Gene Expression–Guided Deep Hybrid Models for Robust Lung Cancer Classification and Diagnosis

Abstract

Lung cancer continues to be the foremost cause of cancer-related deaths globally, accounting for approximately one in five cancer fatalities each year. Despite significant progress in diagnostic imaging and molecular profiling, early detection remains a persistent challenge due to tumor heterogeneity, overlapping histopathological features, and complex molecular signatures. Gene expression analysis has emerged as a powerful tool to understand the biological mechanisms of carcinogenesis and identify potential biomarkers for precision diagnostics. However, the high dimensionality, noise, and intricate correlations inherent in gene expression datasets limit the performance of conventional statistical and machine learning models.

To address these challenges, this study introduces a Gene Expression–Guided Deep Hybrid Model (GE-DHM) that integrates Convolutional Neural Networks (CNN), Long Short-Term Memory (LSTM) networks, and Genetic Algorithms (GA) to achieve robust, biologically interpretable lung cancer classification. The proposed framework utilizes GA for optimal gene feature selection, thereby reducing redundancy and dimensionality, followed by CNN and LSTM layers to capture spatial and sequential dependencies in the selected gene profiles. By embedding gene expression guidance within the deep learning structure, the model learns biologically relevant features that enhance both predictive performance and interpretability.

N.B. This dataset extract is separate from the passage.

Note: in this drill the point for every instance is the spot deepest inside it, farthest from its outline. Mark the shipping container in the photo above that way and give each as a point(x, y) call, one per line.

Experimental validation using publicly available lung cancer gene expression datasets from The Cancer Genome Atlas (TCGA-LUAD/LUSC) demonstrated that GE-DHM outperforms traditional models, achieving a classification accuracy of 96.4%, with significant improvements in precision, recall, and F1-score metrics. Furthermore, pathway enrichment analysis revealed that top-ranked genes identified by the model were strongly associated with critical oncogenic signaling pathways, including EGFR, KRAS, and TP53, confirming the model’s biological relevance.

The findings of this research highlight the potential of hybrid deep learning frameworks in integrating molecular-level insights with computational intelligence for reliable cancer diagnosis. The GE-DHM establishes a robust platform for precision oncology, paving the way for early detection, personalized treatment strategies, and enhanced clinical decision-making in lung cancer management.